Membros da Câmara dos Comuns do Reino Unido votaram contra uma proposta para proibir crianças menores de 16 anos de usarem plataformas de redes sociais. A proposta foi apresentada como uma emenda ao Projeto de Lei de Bem-Estar Infantil e Escolas, legislação que atualmente está passando pelas etapas finais do processo parlamentar.

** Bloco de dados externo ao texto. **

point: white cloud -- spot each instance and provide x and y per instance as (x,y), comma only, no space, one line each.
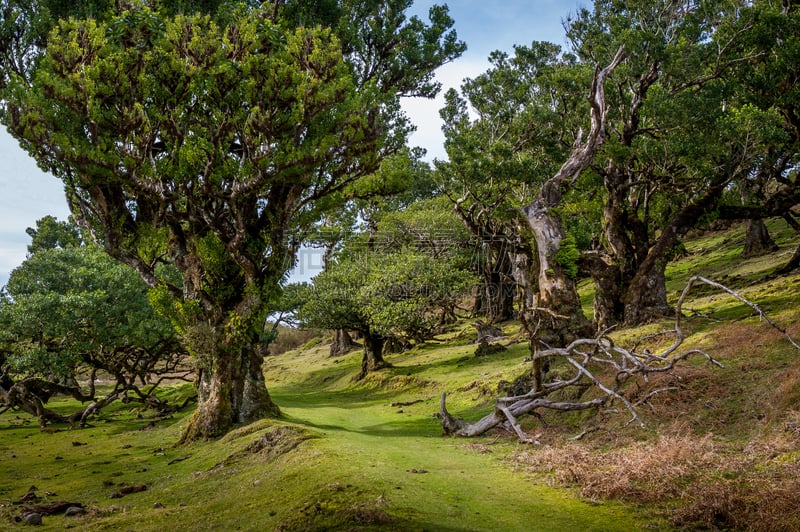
(424,113)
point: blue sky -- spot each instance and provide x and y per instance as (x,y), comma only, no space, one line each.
(27,194)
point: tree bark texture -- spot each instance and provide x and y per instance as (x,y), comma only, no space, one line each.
(231,387)
(373,355)
(342,343)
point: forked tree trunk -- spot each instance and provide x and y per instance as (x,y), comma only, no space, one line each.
(373,355)
(558,317)
(231,389)
(646,295)
(342,343)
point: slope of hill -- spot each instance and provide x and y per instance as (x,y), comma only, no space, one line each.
(720,449)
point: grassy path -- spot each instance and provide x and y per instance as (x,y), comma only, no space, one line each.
(435,483)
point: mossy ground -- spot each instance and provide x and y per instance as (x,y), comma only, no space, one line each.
(370,455)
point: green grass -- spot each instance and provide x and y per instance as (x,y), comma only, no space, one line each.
(370,455)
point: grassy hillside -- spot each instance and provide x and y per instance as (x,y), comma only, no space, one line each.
(720,451)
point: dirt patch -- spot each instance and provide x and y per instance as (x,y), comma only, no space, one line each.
(693,481)
(278,441)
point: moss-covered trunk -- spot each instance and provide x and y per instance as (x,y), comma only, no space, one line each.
(231,387)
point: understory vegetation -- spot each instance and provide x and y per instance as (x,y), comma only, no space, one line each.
(720,448)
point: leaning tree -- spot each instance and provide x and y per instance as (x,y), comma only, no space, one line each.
(211,145)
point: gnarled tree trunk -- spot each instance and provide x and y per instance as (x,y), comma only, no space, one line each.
(230,383)
(373,354)
(757,240)
(563,319)
(342,343)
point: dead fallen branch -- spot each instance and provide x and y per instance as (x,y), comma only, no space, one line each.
(600,363)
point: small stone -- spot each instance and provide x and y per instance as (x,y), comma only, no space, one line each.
(74,510)
(32,519)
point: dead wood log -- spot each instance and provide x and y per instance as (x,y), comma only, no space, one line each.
(602,364)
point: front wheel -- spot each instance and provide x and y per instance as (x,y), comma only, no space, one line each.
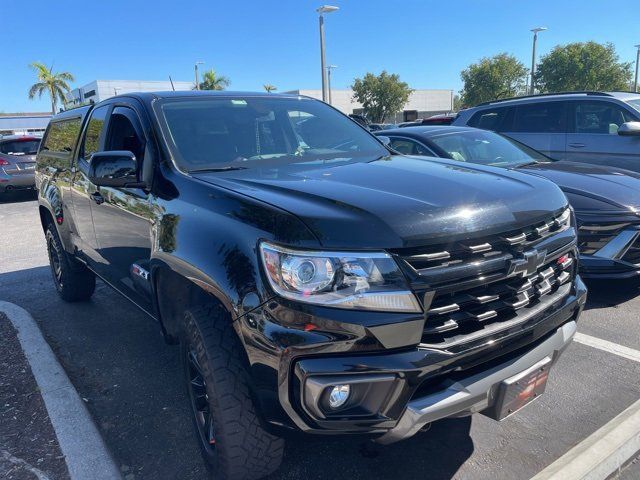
(233,442)
(74,281)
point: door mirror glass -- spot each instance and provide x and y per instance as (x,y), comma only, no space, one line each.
(113,169)
(629,129)
(386,141)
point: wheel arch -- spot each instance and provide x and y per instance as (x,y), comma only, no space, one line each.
(175,291)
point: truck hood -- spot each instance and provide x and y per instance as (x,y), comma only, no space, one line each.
(397,201)
(615,187)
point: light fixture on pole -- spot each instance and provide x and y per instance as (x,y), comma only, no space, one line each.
(532,87)
(635,82)
(196,71)
(321,11)
(329,68)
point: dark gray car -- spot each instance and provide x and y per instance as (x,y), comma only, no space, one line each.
(593,127)
(17,162)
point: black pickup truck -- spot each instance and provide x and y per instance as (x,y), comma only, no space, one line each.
(314,280)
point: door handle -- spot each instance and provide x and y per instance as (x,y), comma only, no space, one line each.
(97,197)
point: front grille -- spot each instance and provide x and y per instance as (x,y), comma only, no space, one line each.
(632,255)
(472,288)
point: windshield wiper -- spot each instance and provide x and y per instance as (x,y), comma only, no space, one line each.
(217,169)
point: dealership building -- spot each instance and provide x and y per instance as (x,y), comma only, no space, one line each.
(24,123)
(98,90)
(421,103)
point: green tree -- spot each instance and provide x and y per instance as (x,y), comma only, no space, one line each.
(501,76)
(55,84)
(582,66)
(380,95)
(212,81)
(457,103)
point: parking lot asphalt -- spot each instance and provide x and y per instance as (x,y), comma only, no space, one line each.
(131,382)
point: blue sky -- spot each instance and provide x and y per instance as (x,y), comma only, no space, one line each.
(426,42)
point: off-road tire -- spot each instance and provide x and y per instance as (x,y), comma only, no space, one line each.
(242,449)
(73,281)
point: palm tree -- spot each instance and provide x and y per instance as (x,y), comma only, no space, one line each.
(55,84)
(211,81)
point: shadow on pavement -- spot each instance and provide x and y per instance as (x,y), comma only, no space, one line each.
(436,454)
(18,196)
(131,381)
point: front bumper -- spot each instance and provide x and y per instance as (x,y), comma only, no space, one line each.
(20,181)
(402,391)
(619,258)
(478,392)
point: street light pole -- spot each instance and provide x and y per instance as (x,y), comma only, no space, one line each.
(535,31)
(635,82)
(321,11)
(196,72)
(329,68)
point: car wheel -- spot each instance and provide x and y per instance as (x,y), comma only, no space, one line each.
(74,281)
(232,440)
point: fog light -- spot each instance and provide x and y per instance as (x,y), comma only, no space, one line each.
(339,395)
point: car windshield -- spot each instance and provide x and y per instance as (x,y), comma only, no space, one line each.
(486,148)
(20,147)
(635,103)
(243,132)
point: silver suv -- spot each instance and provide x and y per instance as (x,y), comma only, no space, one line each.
(590,127)
(17,162)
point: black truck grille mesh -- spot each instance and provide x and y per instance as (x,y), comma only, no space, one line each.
(471,286)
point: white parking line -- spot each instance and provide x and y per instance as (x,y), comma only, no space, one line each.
(620,350)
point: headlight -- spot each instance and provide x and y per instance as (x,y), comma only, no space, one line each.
(356,280)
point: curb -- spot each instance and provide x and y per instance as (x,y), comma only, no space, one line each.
(86,454)
(603,453)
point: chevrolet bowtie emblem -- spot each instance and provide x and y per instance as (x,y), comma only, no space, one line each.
(528,263)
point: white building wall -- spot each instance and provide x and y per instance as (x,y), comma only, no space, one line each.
(99,90)
(425,102)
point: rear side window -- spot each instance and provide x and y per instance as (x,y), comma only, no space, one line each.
(62,136)
(409,147)
(490,119)
(542,117)
(93,132)
(599,117)
(20,147)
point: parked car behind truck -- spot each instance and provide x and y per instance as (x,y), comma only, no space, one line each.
(314,280)
(605,199)
(17,162)
(591,127)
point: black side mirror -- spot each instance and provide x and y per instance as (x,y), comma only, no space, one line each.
(114,169)
(386,141)
(629,129)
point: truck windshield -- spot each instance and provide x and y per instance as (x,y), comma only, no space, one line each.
(243,132)
(635,103)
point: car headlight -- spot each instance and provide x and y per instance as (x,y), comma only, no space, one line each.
(355,280)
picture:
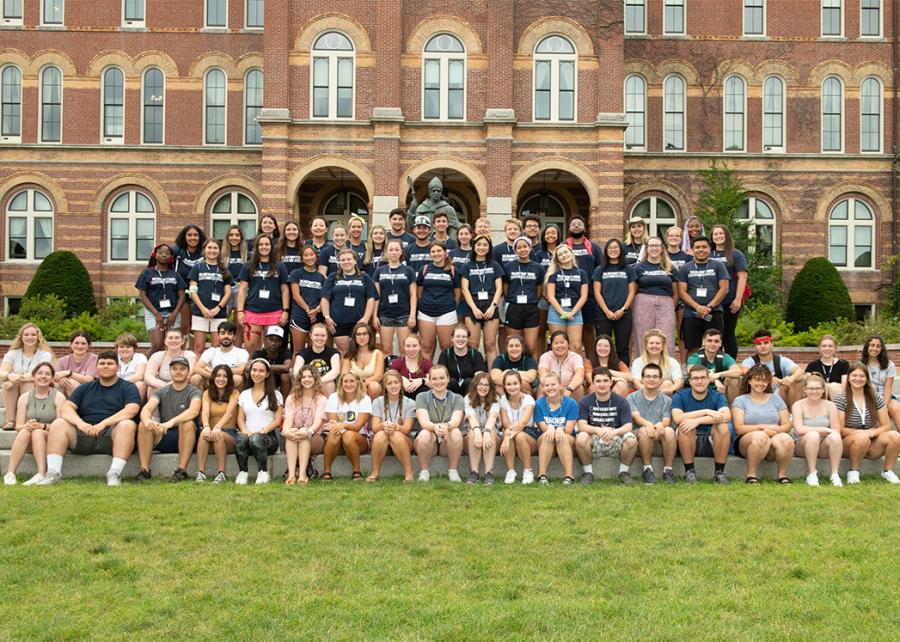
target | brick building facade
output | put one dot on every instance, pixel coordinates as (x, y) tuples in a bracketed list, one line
[(517, 105)]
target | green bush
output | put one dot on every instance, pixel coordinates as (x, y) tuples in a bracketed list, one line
[(64, 275), (818, 295)]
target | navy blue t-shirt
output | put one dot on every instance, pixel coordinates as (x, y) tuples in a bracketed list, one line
[(348, 295), (211, 284), (162, 287), (614, 281), (438, 296), (652, 279), (393, 284), (522, 279), (263, 291)]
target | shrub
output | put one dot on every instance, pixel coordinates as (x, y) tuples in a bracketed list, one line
[(818, 295), (64, 275)]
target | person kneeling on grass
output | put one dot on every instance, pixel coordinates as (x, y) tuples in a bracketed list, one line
[(605, 429), (702, 417), (555, 414), (98, 418), (440, 414), (168, 421)]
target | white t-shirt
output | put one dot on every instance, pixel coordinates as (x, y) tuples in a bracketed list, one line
[(257, 416)]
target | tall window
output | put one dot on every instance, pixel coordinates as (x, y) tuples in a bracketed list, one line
[(29, 226), (214, 108), (635, 17), (444, 78), (870, 115), (132, 227), (773, 114), (332, 77), (230, 209), (255, 13), (735, 107), (754, 17), (673, 113), (832, 17), (154, 94), (635, 110), (851, 235), (51, 105), (253, 87), (554, 79), (113, 105), (11, 104), (832, 115), (673, 17)]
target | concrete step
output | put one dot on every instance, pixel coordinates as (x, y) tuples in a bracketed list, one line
[(604, 468)]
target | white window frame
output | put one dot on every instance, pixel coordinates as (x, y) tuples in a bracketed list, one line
[(132, 216), (744, 31), (44, 22), (666, 30), (443, 59), (683, 112), (29, 214), (851, 225), (554, 60), (822, 116), (41, 105)]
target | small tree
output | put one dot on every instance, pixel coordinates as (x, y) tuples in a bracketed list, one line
[(64, 275), (818, 295)]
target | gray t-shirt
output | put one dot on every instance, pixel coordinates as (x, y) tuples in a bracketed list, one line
[(757, 413), (174, 402), (653, 411)]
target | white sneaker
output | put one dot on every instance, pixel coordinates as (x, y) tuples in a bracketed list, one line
[(34, 480)]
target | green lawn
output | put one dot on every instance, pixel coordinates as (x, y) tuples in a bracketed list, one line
[(350, 561)]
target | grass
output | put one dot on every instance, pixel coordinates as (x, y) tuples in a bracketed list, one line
[(351, 561)]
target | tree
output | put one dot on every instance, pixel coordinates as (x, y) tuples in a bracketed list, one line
[(64, 275), (818, 295)]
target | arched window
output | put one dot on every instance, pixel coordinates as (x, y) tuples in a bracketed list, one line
[(851, 235), (11, 104), (735, 110), (444, 78), (233, 208), (113, 105), (832, 115), (673, 114), (635, 112), (154, 111), (132, 227), (555, 79), (332, 76), (29, 226), (773, 114), (870, 115), (657, 213), (215, 99), (253, 86), (761, 218)]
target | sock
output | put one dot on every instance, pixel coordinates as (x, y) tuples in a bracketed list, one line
[(117, 466), (54, 464)]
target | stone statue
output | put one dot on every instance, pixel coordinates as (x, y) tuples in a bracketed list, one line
[(434, 204)]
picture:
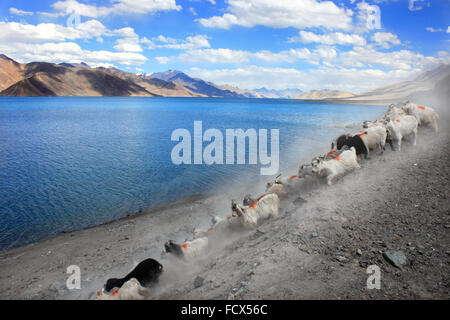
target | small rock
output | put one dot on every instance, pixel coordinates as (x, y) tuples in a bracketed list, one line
[(341, 259), (396, 258), (198, 282)]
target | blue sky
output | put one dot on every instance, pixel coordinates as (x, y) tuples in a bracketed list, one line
[(305, 44)]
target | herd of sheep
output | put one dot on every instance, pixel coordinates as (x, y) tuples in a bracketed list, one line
[(397, 123)]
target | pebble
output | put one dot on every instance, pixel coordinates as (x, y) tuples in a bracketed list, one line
[(396, 258), (198, 282)]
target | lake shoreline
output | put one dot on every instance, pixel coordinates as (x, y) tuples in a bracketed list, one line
[(112, 249)]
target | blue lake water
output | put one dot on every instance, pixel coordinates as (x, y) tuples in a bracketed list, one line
[(68, 163)]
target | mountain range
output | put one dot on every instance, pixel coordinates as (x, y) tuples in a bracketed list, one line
[(79, 79)]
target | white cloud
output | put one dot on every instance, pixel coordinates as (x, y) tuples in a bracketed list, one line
[(431, 29), (68, 52), (192, 10), (120, 7), (385, 39), (17, 32), (395, 60), (190, 43), (129, 42), (162, 60), (281, 14), (416, 5), (322, 53), (330, 38), (20, 12)]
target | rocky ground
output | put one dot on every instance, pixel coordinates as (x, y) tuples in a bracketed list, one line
[(318, 248), (321, 248)]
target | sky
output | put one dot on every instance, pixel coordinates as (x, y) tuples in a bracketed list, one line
[(351, 45)]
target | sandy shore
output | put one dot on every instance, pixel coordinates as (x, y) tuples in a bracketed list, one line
[(318, 248)]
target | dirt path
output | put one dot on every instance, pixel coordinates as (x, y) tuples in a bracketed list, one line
[(319, 247)]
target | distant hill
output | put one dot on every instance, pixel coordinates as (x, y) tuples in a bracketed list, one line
[(324, 94), (200, 86), (272, 93), (402, 90), (78, 79)]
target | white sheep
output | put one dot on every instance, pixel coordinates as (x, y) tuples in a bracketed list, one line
[(425, 116), (402, 127), (130, 290), (369, 124), (393, 113), (282, 186), (374, 138), (267, 206), (342, 164)]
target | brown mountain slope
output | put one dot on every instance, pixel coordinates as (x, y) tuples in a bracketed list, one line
[(61, 81), (157, 86), (49, 79), (10, 72), (30, 87)]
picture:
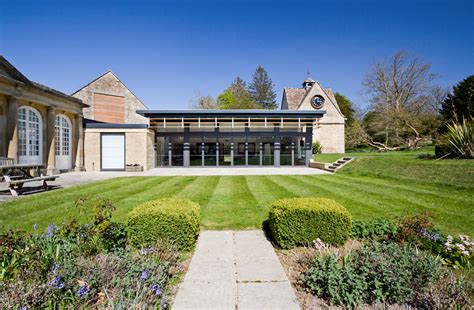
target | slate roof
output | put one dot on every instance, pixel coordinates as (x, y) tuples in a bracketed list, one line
[(294, 96), (16, 75)]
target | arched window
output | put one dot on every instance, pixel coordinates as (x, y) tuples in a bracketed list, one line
[(63, 142), (30, 136)]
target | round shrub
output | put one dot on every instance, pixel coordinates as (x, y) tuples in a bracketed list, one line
[(171, 219), (299, 221)]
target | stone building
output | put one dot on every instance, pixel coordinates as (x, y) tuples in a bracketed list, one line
[(39, 125), (329, 130), (103, 126), (115, 136)]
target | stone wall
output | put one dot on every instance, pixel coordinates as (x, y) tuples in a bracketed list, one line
[(109, 84), (331, 137), (138, 147)]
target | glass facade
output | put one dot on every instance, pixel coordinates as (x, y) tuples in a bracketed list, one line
[(216, 142)]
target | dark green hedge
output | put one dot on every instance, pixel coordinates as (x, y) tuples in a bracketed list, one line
[(171, 219), (299, 221)]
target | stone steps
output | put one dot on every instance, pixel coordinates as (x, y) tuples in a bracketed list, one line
[(331, 167)]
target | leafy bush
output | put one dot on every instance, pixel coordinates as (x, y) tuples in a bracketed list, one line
[(317, 147), (165, 219), (299, 221), (443, 150), (378, 228), (378, 272), (461, 138), (83, 266), (336, 280)]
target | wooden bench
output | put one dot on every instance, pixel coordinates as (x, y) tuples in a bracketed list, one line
[(15, 183)]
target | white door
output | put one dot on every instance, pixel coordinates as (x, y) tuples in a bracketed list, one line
[(113, 152), (63, 143), (30, 136)]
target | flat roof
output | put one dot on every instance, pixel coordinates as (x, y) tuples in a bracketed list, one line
[(232, 113)]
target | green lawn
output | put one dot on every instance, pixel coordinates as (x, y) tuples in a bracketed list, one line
[(373, 185)]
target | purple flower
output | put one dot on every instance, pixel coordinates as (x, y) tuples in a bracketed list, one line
[(55, 268), (157, 290), (50, 230), (57, 283), (82, 291), (144, 274)]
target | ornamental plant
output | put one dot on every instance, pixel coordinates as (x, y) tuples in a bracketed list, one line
[(299, 221)]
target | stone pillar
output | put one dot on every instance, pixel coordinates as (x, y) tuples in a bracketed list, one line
[(276, 147), (309, 144), (51, 141), (246, 154), (170, 155), (12, 129), (232, 154), (292, 153), (186, 148), (79, 132), (217, 154), (202, 154)]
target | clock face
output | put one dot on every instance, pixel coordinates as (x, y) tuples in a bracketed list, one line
[(317, 102)]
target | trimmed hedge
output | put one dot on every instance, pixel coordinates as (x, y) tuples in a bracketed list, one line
[(299, 221), (171, 219)]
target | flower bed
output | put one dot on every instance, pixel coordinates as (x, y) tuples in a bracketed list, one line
[(407, 264), (88, 265)]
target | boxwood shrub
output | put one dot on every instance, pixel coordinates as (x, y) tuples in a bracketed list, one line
[(171, 219), (299, 221)]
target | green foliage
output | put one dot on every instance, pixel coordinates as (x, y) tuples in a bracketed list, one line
[(236, 96), (336, 280), (461, 139), (171, 219), (376, 273), (459, 104), (76, 266), (378, 228), (299, 221), (346, 107), (317, 147), (443, 150), (262, 90)]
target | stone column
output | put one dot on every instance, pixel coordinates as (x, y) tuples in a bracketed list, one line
[(276, 147), (186, 148), (79, 133), (232, 153), (202, 154), (51, 141), (292, 153), (12, 129), (309, 144)]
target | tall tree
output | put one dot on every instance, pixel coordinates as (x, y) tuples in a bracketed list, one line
[(262, 89), (400, 93), (459, 103), (236, 96), (346, 108), (204, 102)]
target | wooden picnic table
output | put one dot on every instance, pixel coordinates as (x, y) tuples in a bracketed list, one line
[(17, 175)]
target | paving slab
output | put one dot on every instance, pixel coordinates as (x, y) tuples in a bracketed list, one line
[(235, 270)]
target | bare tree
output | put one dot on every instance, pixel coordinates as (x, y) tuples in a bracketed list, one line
[(204, 102), (400, 92)]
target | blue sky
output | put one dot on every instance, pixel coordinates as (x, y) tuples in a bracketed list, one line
[(167, 51)]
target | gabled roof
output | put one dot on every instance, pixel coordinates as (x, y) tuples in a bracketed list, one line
[(294, 97), (104, 74), (14, 74)]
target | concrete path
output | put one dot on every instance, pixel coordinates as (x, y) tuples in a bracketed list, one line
[(235, 270)]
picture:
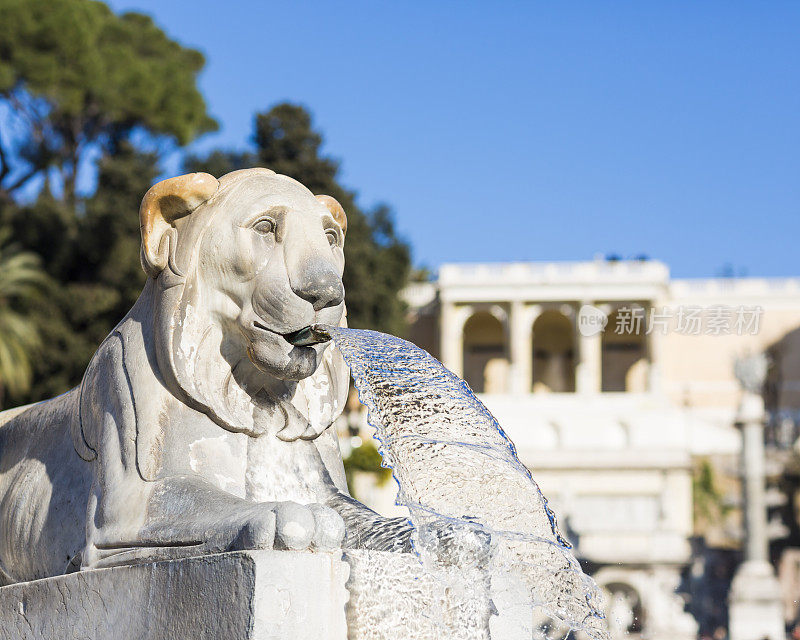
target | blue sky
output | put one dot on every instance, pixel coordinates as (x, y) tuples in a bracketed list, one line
[(533, 131)]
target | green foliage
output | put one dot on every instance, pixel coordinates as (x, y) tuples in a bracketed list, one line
[(709, 506), (367, 459), (78, 77), (94, 260), (377, 261), (21, 282)]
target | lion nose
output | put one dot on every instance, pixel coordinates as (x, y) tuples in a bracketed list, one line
[(322, 287)]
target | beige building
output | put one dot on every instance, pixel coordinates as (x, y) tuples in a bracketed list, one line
[(613, 380)]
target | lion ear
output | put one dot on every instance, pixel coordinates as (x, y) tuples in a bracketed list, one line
[(164, 203), (336, 211)]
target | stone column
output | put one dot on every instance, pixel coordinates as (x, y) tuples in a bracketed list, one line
[(521, 318), (589, 372), (756, 608)]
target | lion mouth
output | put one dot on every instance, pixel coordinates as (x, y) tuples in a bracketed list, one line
[(305, 337)]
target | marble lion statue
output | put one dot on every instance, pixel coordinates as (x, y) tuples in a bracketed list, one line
[(203, 422)]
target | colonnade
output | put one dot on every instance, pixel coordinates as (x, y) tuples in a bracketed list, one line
[(517, 319)]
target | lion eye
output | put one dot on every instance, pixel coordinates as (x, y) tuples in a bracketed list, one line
[(333, 237), (264, 226)]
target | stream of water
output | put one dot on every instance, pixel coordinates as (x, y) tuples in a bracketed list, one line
[(459, 473)]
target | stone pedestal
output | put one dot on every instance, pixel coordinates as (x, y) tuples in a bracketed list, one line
[(755, 604), (260, 595), (254, 595)]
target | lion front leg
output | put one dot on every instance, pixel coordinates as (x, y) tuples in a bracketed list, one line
[(185, 516)]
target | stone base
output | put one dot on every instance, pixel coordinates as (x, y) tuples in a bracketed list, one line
[(259, 595), (756, 605), (252, 595)]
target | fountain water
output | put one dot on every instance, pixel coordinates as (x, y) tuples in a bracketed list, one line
[(472, 502)]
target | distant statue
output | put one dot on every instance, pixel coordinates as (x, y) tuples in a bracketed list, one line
[(203, 422)]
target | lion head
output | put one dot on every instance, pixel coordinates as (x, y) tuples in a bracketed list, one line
[(241, 266)]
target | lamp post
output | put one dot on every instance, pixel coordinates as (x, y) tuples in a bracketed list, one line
[(755, 606)]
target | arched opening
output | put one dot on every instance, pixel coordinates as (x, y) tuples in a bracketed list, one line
[(624, 611), (485, 354), (553, 353), (624, 351)]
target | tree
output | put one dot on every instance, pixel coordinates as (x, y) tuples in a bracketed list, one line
[(81, 84), (75, 78), (377, 261), (21, 280)]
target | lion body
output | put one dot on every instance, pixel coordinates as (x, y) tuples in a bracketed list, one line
[(199, 426), (44, 486)]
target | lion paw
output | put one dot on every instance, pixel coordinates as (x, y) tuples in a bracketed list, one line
[(293, 526)]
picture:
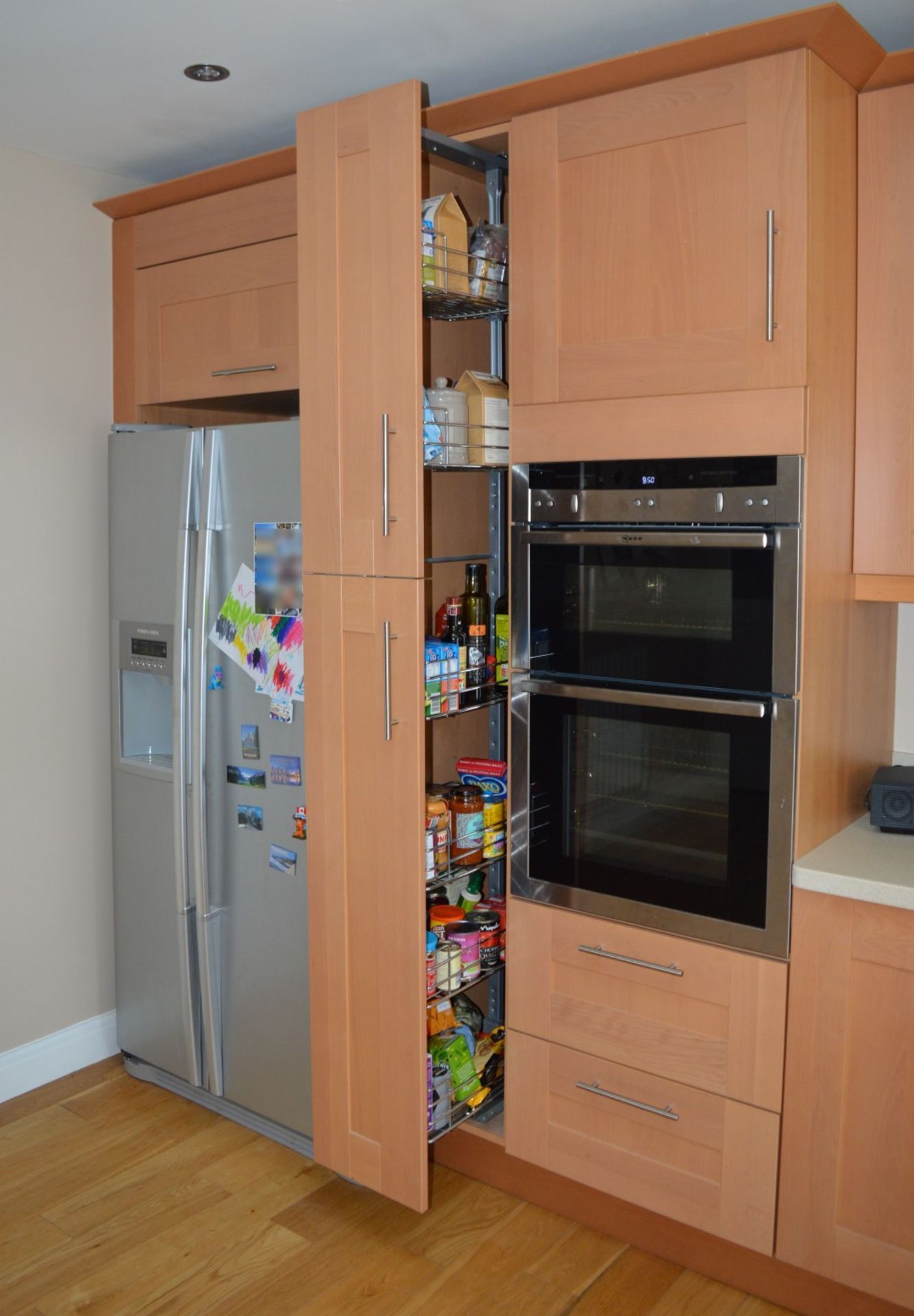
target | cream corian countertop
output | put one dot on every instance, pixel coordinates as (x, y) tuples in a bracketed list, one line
[(862, 864)]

Os parlamentares rejeitaram a emenda por 307 votos contra 173 durante uma votação realizada na segunda-feira.

 

 

A emenda buscava introduzir restrições semelhantes às adotadas na Austrália, onde as plataformas de mídia social são obrigadas a bloquear o acesso para usuários menores de 16 anos. A medida já havia recebido apoio na Câmara dos Lordes anteriormente no processo legislativo.

Os membros do Parlamento, em vez disso, apoiaram uma proposta apoiada pelo governo que concede aos ministros poderes regulatórios mais amplos. Sob essa abordagem, as autoridades podem introduzir medidas que afetem o acesso dos jovens às redes sociais após o resultado de uma consulta sobre políticas de segurança online.

Segundo o governo, a consulta examinará várias opções para regular o uso das plataformas online pelas crianças. Essas opções incluem requisitos mais rigorosos de verificação de idade e possíveis limites para recursos da plataforma considerados viciantes.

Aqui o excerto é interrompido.